Tenant-Partitioned Engine Sharding¶

CONCEPT:KG-2.58 (sharding) · CONCEPT:OS-5.28 (topology visibility)

Stage-2 scaling for the epistemic-graph compute tier: run N independent engine processes ("shards") and let every client route to the right one — no proxy hop, no coordinator, no engine changes.

The partition model in one line¶

tenant  →  named graph  →  HRW (rendezvous hash)  →  shard endpoint

The named graph is the partition unit. Each engine process keeps its own string-keyed named-graph registry; a graph lives wholly on exactly one shard, so single-graph operations never need cross-shard coordination.
Tenancy enters only by choosing the graph name. When a caller does not target an explicit graph and the ambient ActorContext (CONCEPT:OS-5.14) carries a tenant, the default graph is mapped to tenant__<tenant>__<base> by tenant_graph_name() (knowledge_graph/core/shard_topology.py, also exported from agent_utilities.knowledge_graph and as KnowledgeGraph.tenant_graph()).
Shard choice is a pure function of the graph name. The sync client path (GraphComputeEngine) delegates to the exact HRW implementation in epistemic_graph.pool.ShardRouter, so sync and async callers can never disagree on placement.

Configuration¶

Flag (on `AgentConfig`)	Default	Meaning
`GRAPH_SERVICE_ENDPOINTS`	unset	Comma-separated or JSON list of shard endpoints (`unix://` / `tcp://`). Unset or one entry = today's single-engine behaviour (zero-infra preserved); 2+ entries enable sharding.
`KG_DEFAULT_GRAPH`	`__bus__`	The default named graph; the ambient tenant maps onto `tenant__<t>__<default>` in sharded mode only.

Routing-key resolution (resolve_routing_graph):

explicit, non-default graph name → used verbatim;
ambient ActorContext tenant → tenant_graph_name(tenant, default);
otherwise → the configured default graph.

Endpoint strings are hashed verbatim — configure every client with the identical list (order does not matter; HRW is order-independent) and with explicit schemes.

Operational semantics¶

Autostart is local-only.
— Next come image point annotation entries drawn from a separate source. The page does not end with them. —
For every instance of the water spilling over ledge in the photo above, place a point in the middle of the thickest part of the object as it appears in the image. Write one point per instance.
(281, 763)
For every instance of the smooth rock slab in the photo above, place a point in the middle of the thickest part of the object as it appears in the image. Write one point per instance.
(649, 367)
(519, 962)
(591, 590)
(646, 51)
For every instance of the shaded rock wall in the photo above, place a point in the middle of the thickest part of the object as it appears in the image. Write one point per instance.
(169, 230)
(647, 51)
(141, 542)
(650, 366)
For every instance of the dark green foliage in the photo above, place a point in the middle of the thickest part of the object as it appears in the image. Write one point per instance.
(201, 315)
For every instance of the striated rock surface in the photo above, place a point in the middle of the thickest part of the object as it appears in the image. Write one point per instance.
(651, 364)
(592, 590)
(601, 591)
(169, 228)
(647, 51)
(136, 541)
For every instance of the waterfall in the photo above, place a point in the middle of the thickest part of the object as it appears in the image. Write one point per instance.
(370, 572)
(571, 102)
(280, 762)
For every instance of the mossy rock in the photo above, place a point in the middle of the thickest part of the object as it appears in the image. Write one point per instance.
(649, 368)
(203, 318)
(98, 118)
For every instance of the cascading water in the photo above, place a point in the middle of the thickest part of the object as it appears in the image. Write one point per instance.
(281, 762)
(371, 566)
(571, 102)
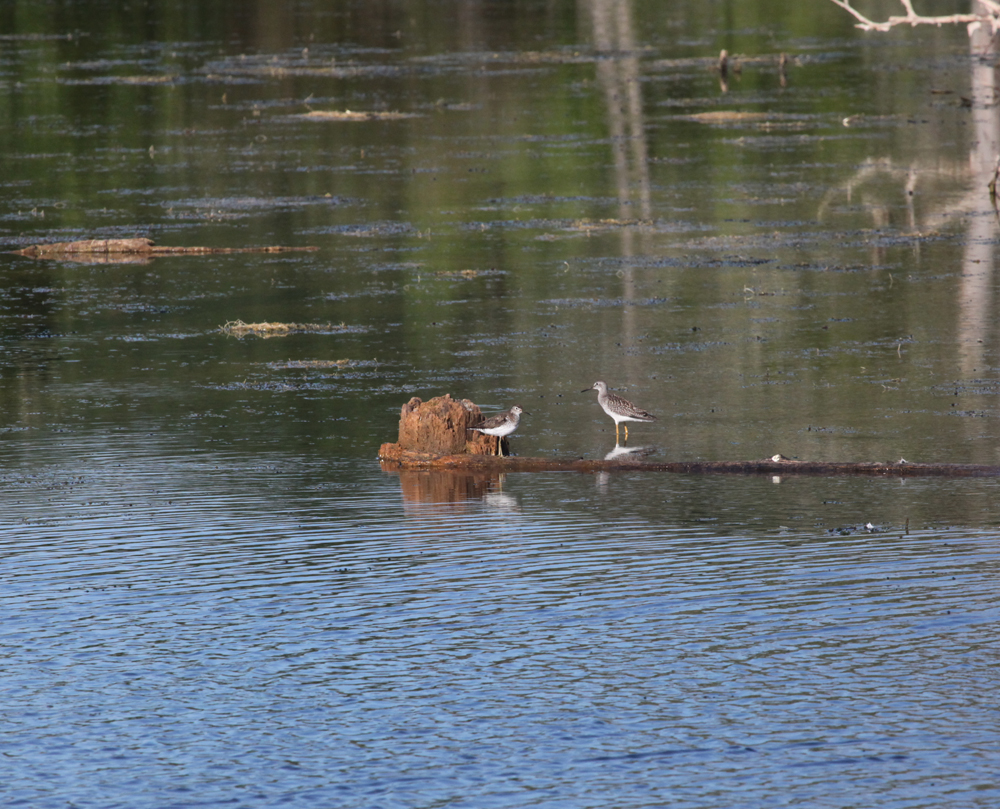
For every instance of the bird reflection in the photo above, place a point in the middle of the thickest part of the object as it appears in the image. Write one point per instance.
(621, 451)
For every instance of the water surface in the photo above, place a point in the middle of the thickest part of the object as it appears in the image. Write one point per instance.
(214, 595)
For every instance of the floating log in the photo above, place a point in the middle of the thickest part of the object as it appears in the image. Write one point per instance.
(435, 435)
(138, 247)
(486, 463)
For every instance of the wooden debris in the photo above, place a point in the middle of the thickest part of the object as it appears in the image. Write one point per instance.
(393, 459)
(137, 247)
(435, 435)
(439, 428)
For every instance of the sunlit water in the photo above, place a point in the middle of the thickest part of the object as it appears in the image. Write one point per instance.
(212, 595)
(196, 631)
EPISTEMIC_GRAPH_AUTOSTART=1 may spawn an engine only for a local (unix://) endpoint. In sharded mode an unreachable remote (tcp://) shard is a fail-loud ConnectionError naming the shard, the graph it owns, and the remediation — the same hard-contract convention as the CONCEPT:KG-2.55 task queue. Auto-starting a local stand-in would silently split that shard's graphs into invisible islands.
The flock host role is per-host. host_lock.py elects ONE daemon owner per host for the local engine; remote shards are reported by the status surfaces, never managed.
Auth is fleet-wide. All shards and all clients must share ONE GRAPH_SERVICE_AUTH_SECRET (CONCEPT:OS-5.14). Set it explicitly in multi-host deployments — the auto-generated per-install secret only covers one host.
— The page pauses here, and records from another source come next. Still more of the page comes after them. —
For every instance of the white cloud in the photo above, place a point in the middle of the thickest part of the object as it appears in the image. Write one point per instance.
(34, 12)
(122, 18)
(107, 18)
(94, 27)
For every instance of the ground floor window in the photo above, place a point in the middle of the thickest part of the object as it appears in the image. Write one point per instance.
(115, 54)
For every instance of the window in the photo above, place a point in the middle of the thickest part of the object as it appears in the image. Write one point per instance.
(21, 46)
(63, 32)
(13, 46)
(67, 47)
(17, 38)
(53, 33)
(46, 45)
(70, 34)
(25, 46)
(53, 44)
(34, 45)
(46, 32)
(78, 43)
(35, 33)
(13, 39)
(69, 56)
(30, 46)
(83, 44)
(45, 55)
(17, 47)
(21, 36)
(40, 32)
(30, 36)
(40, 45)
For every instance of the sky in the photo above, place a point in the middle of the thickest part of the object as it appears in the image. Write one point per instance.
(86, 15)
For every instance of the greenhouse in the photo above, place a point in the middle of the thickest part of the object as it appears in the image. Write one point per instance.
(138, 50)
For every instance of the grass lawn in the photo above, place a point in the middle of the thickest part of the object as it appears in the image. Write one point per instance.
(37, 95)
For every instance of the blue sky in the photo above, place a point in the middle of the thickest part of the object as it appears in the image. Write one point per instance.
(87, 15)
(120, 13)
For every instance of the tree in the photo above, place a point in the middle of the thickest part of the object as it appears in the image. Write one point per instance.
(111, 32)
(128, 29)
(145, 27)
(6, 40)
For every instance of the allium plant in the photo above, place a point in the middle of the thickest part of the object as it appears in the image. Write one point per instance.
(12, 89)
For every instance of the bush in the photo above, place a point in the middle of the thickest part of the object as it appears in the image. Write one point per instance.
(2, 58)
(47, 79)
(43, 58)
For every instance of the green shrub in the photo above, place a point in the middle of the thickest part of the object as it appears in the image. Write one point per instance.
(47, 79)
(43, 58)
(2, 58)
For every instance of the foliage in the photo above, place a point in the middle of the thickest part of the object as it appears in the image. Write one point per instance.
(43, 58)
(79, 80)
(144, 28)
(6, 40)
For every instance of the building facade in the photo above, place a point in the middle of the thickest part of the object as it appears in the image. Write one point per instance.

Rebalancing (out of scope — the honest caveat)¶

HRW keeps key movement minimal when a shard is added or removed (~1/N of graphs change owner), but no data moves automatically. A graph whose HRW winner changed re-creates empty on its new shard until you migrate it manually with the existing snapshot tooling:

quiesce writers for that graph;
export from the old shard (lifecycle.to_msgpack / GraphComputeEngine.to_msgpack(), or copy its --persist-dir checkpoint);
import on the new shard (from_msgpack) after the endpoint list changed everywhere;
delete the stale copy from the old shard.
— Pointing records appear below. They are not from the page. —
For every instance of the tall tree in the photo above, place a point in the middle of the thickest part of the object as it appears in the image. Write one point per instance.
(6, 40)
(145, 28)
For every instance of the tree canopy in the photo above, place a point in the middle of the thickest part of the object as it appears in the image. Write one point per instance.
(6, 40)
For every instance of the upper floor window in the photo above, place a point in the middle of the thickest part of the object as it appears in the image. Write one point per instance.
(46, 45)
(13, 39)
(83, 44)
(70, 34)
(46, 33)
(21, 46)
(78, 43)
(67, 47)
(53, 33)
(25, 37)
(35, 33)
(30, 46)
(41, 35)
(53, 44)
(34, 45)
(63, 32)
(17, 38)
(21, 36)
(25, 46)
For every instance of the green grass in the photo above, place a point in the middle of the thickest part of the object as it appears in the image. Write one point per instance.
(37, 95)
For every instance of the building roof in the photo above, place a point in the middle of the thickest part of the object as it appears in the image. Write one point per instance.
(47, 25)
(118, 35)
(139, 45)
Durable tiers (pg-age L3) are unaffected — they are not partitioned by this mechanism.

Topology visibility (CONCEPT:OS-5.28)¶

shard_topology_status() → shard mode, per-endpoint transport-level reachability probe, locality, and circuit-breaker state. Surfaced on:
the unified daemon status (unified_daemon_status()["shards"], i.e. GET /daemon/status and python -m agent_utilities.gateway.daemon --status);
the gateway dashboard route GET /daemon/shards;
graph-os GET /health (cheap config-only summary: shard_mode, shard_count — no probe on the liveness path).
Prometheus (OS-5.23 registry, agent_utilities/observability/gateway_metrics.py):
agent_utilities_engine_shard_up{endpoint} — 1/0, refreshed on every real client connect and by the status probe;
agent_utilities_engine_shard_requests_total{endpoint,outcome} — the engine-call outcomes (ok | connection_error | error | short_circuited) split per shard;
the existing agent_utilities_gateway_engine_breaker_state{endpoint} is already per-endpoint, so each shard gets its own circuit breaker for free.
Each engine process can additionally expose its own native metrics with --metrics-addr (epistemic_graph_* series, one scrape target per shard).

Worked example — 3 shards on one host¶

See docker/engine-shards.compose.yml for the runnable compose file (3 engines, distinct ports + persist dirs + metrics listeners, one shared secret), or by hand:

export GRAPH_SERVICE_AUTH_SECRET="$(openssl rand -hex 32)"
for i in 1 2 3; do
  epistemic-graph-server \
    --tcp-addr "127.0.0.1:910${i}" \
    --persist-dir "/var/lib/epistemic-graph/shard-${i}" \
    --metrics-addr "127.0.0.1:911${i}" &
done

# Every agent-utilities client / gateway / ingest worker:
export GRAPH_SERVICE_ENDPOINTS="tcp://127.0.0.1:9101,tcp://127.0.0.1:9102,tcp://127.0.0.1:9103"

Multi-host is the same picture with one engine (or a few, on big hosts) per machine and hostnames in the endpoint list. Capacity planning for shard counts lives in docs/scaling/capacity_model.md (RESIDENTS_PER_L0_SHARD).